Resistance, Strengthening and Flexibility classes aimed at improving tone, strength and mobility


45 minutes per class, 1 x or 2 x per week


Because of the cushioning effect that water provides, this form of exercise is particularly beneficial to anyone at risk from bodily stress, including (but not exclusive to)  previously injured, elderly, overweight, those recovering from injuries (post rehabilitation) and pregnant woman, or even those that want to de-stress!


Each participant can function at their own comfort level and according to their own needs.  A great cardiovascular workout is obtained while the water’s resistance against your movements results in a higher workout intensity compared to land exercises.  A massaging effect is created by the water surrounding your muscles and your energy level will be renewed as your stress and tension is released.

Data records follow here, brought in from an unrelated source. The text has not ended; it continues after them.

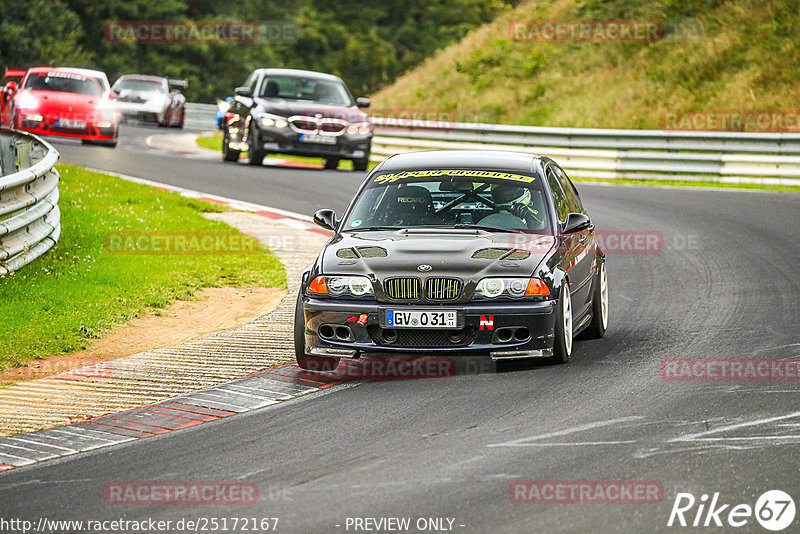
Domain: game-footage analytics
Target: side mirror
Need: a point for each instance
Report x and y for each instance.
(576, 222)
(9, 90)
(326, 219)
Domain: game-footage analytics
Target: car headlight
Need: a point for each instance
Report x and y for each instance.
(491, 288)
(269, 120)
(359, 127)
(27, 101)
(341, 286)
(158, 100)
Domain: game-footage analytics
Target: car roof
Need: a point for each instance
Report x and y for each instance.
(463, 159)
(143, 77)
(298, 72)
(85, 72)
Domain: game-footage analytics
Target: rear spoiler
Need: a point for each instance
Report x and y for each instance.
(183, 84)
(15, 73)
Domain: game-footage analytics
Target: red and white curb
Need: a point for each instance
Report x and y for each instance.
(251, 392)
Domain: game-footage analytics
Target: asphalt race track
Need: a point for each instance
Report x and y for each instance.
(725, 283)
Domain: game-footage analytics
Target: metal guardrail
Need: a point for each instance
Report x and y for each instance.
(765, 158)
(30, 221)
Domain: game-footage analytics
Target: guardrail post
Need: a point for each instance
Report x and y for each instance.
(8, 160)
(30, 222)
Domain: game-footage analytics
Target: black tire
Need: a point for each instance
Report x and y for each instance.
(167, 119)
(109, 144)
(256, 154)
(228, 154)
(562, 344)
(597, 328)
(304, 361)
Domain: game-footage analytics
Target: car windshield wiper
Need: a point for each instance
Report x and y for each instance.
(480, 227)
(369, 228)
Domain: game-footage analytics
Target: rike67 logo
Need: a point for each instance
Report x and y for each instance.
(774, 510)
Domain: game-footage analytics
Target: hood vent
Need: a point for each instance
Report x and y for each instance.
(362, 252)
(501, 254)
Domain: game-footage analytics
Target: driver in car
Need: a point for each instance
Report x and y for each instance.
(515, 201)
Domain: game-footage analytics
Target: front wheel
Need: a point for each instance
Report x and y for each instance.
(562, 345)
(256, 153)
(228, 154)
(597, 328)
(304, 361)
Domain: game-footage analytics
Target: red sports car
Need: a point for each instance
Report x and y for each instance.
(60, 101)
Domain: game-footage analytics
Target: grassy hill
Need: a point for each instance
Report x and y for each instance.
(714, 55)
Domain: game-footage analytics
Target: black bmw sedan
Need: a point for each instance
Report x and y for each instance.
(297, 112)
(455, 252)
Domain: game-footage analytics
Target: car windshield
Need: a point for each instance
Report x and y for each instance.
(139, 86)
(305, 89)
(455, 198)
(65, 82)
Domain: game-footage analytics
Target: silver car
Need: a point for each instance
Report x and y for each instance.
(151, 99)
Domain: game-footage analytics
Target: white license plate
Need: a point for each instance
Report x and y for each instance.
(68, 123)
(318, 138)
(421, 319)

During pregnancy water aerobics can help make exercise more comfortable.  Many women experience joint pain or back pain due to the excess weight in the belly, but feel relief when in water aerobics.  Preventing overheating is especially important during pregnancy, giving the water’s cooling effects extra value.  The water aerobics will also relieve swelling, improve circulation and enhance coordination.

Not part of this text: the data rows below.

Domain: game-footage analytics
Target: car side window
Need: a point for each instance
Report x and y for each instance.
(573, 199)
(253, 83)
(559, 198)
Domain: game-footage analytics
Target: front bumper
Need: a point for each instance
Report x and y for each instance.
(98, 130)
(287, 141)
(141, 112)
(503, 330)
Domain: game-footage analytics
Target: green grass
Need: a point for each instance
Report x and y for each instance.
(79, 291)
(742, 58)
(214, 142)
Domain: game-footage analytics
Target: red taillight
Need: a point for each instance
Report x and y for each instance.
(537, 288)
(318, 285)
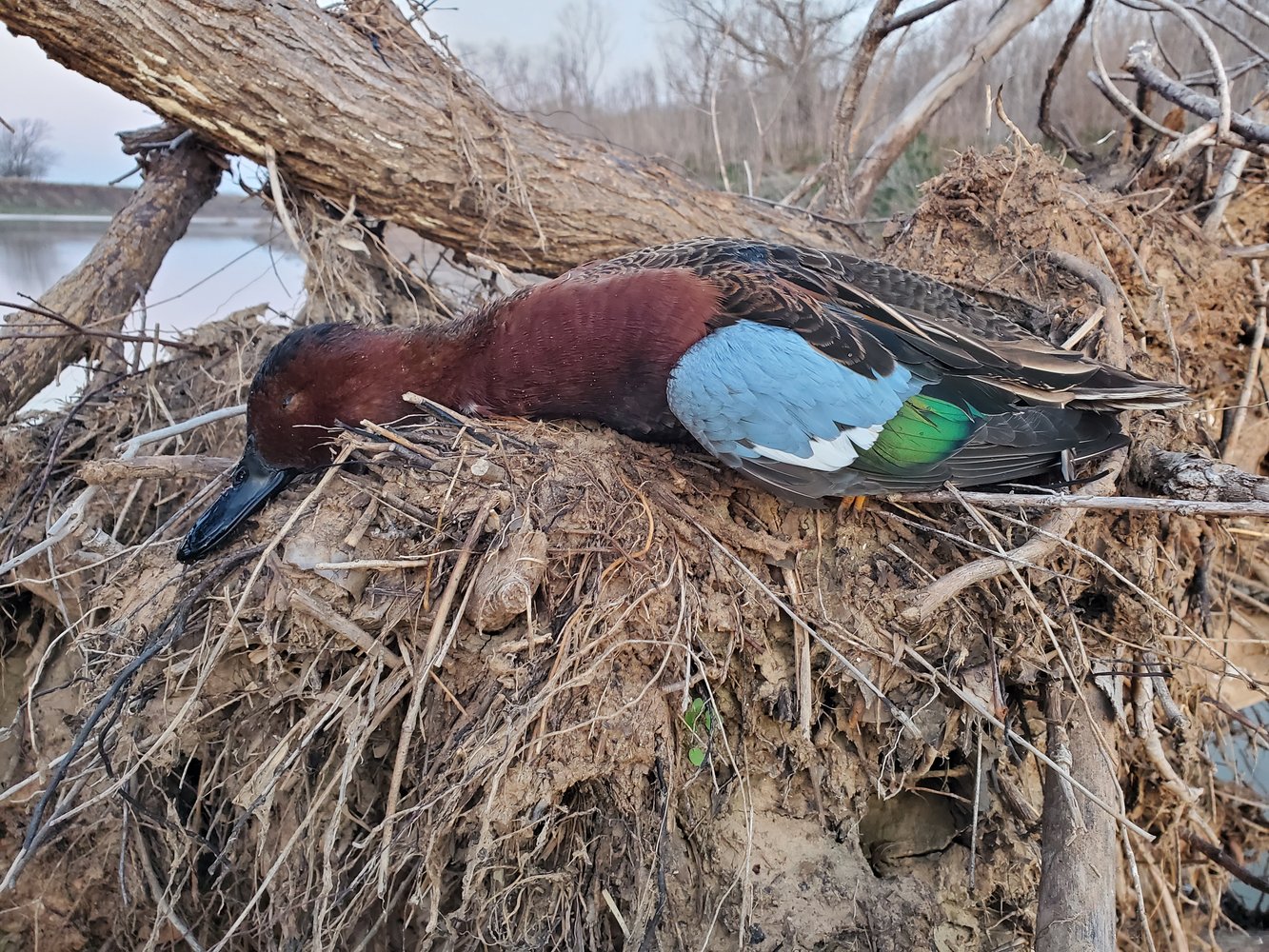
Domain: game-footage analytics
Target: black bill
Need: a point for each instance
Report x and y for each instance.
(252, 484)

Please note that our slow and low class are focused on doing it right rather than fast (since we know that that is where you will get the best benefit for strengthening and the least chance of injury) while our high and hot class are more focused on aerobic, high energy movements. Everyone can join both classes with confidence though.


Some advantages

  • Water offers more resistance than air and this is helping to contribute to muscular development.  When moving through water you are always encountering resistance and pressure from all directions, building strength. 
  • If you hate the idea of jumping around in tight gym clothes in a room full of people, exercising under water is a great way of gaining privacy!
  • Exercises are easier to perform in water since 50% of your body weight is supported by the water. 
  • Water’s buoyancy lowers the risk of stress-related injuries, yet you have high-calorie burning during and after a workout.
  • An increased aerobic endurance.  The hydrostatic pressure of the water results in a greater heart and lung capacity.
  • Water has an automatic cooling effect and can prevent you from overheating.
  • The warm water and the massaging effect thereof relax your muscles and lubricate your joints, resulting in a bigger range of movement.
  • Water aerobics will relieve swelling and improve circulation – great news for cellulite as well!
  • The overweight or obese will find exercise in the water much easier than on land.
  • Endurance is increased in the water, resulting in you being able to continue much longer.


  What you should bring along:

  • Firstly lots of enthusiasm and positive attitude! 
  • Swimming costume (board shorts or leggings can be worn if preferred).
  • Water in a plastic water bottle. (NO glass allowed!)
  • Lycra/Silicone/shower cap if so preferred.  (Optional)
  • Diving/Water shoes if preferred. (Optional)
  • Beanie and/or hoody are recommended during winter months to cover your ears and head.
  • A low-fat chocolate milkshake is recommended to restore your equilibrium after a strenuous session.




Please remember - it is advised that no swimmer should ever go swimming alone - Buddy up!  Unforeseen circumstances may lead to accidents. Help should always be at hand.  This remains applicable when on vacation or at home as well!